It returns to grace our screens from sidereel and onechannel (because who's gonig to pay for a TV license or bother to do things the right way round, esp. after seeing the first two seasons of aforesaid show) as of the 16th of July. Although the second leg of season 2 was a brilliant concoction of how, not only the protagonist, but the entire organisation dealt with suffering and attacks, it really, quite frankly boiled down to a case of how moronic can a guy be to get laid. No spoilers for those who haven't seen it (yes, I'm talking to the two of you playing space invaders 3000 X), but it really had the messiest of endings. Im going to confess, I understood precious little of the finale and was far too exhausted to find the ability to give a toss and rerun the episode, but from what I've gathered, it just seems like a vague attempt to allow for any possible turn in the storyline come the following season.

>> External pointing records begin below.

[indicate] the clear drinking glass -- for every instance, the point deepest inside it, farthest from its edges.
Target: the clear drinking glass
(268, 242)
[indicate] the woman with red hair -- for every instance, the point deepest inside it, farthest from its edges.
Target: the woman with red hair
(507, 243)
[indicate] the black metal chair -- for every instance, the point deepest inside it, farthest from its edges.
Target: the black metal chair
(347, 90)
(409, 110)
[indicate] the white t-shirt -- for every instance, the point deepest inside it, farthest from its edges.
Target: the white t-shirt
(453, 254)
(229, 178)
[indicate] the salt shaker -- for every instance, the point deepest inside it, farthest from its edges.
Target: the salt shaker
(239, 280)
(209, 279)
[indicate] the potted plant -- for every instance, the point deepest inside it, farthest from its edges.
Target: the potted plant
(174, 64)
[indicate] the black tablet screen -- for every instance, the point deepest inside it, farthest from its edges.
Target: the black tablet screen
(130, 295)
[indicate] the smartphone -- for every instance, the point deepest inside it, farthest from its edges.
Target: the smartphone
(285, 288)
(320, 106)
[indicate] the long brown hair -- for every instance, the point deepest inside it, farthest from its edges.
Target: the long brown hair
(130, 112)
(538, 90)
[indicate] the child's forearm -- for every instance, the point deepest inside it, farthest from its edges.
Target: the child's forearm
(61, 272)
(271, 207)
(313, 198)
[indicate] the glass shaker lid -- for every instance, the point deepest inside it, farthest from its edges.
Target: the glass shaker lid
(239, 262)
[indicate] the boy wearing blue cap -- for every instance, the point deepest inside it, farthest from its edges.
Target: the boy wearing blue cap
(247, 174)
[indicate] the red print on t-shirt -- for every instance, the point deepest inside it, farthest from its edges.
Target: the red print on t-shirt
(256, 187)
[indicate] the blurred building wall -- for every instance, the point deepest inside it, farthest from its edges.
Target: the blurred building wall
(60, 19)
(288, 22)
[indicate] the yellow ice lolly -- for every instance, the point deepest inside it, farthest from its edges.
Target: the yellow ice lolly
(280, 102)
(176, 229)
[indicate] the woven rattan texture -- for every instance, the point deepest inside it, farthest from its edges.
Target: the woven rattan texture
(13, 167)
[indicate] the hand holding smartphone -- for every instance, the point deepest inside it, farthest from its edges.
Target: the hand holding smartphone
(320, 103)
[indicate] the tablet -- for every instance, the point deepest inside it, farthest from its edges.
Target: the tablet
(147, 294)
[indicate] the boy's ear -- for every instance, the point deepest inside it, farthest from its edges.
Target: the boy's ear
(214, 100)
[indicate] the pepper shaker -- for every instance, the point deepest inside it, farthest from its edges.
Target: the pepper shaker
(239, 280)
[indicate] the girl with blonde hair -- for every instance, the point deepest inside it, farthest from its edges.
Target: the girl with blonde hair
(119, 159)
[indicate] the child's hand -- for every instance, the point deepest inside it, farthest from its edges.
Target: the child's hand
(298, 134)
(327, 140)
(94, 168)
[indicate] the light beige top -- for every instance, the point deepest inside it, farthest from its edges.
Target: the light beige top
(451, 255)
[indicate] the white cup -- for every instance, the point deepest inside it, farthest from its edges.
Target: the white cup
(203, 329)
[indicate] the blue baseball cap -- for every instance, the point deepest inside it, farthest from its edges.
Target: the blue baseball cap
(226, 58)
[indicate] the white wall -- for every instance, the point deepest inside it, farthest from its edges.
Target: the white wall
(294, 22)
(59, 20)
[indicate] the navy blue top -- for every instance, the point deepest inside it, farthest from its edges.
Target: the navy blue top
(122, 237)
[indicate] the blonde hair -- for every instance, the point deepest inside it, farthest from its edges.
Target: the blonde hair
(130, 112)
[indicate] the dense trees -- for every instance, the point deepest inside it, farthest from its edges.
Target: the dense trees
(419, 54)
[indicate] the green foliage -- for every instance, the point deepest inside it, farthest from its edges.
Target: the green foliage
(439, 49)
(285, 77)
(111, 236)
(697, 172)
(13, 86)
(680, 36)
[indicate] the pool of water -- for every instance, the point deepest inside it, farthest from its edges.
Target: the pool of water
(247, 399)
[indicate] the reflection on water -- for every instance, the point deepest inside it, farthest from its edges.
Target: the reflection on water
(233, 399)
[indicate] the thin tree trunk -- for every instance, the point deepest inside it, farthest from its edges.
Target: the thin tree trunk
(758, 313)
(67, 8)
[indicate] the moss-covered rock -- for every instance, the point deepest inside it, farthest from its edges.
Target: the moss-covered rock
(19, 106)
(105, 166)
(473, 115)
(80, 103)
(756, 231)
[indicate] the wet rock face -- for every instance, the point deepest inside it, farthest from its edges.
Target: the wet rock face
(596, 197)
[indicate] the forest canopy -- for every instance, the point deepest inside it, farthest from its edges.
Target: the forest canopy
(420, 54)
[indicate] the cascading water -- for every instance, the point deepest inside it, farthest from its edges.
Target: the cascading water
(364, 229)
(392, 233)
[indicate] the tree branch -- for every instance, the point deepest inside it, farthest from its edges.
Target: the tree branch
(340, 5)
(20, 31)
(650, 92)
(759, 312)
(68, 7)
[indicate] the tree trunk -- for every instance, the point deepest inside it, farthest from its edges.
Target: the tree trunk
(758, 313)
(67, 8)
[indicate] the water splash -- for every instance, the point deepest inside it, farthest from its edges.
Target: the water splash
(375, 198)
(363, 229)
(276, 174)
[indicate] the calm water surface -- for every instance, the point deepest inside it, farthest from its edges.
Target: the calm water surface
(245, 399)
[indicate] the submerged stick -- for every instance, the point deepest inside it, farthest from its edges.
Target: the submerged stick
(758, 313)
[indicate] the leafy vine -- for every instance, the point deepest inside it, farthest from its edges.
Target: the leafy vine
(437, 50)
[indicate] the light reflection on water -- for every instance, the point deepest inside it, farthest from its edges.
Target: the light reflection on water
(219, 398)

So here go some guesses. harvey may get married, Donna might leave, Mike and Rachel start dating again and split up again (what's with that name Rachel), and the firm gets overshadowed by their British buyers.
Now the logical flow for the above is, I got shit-knuckled bored and wrote the first words that popped into my head. All said and done, minor critiques aside, this return will be swashbuckling (I love that word, for no particular reason). If my predictions don't come true, then you can 'FML LMAO Harvey 2cute 4lyf <3' me.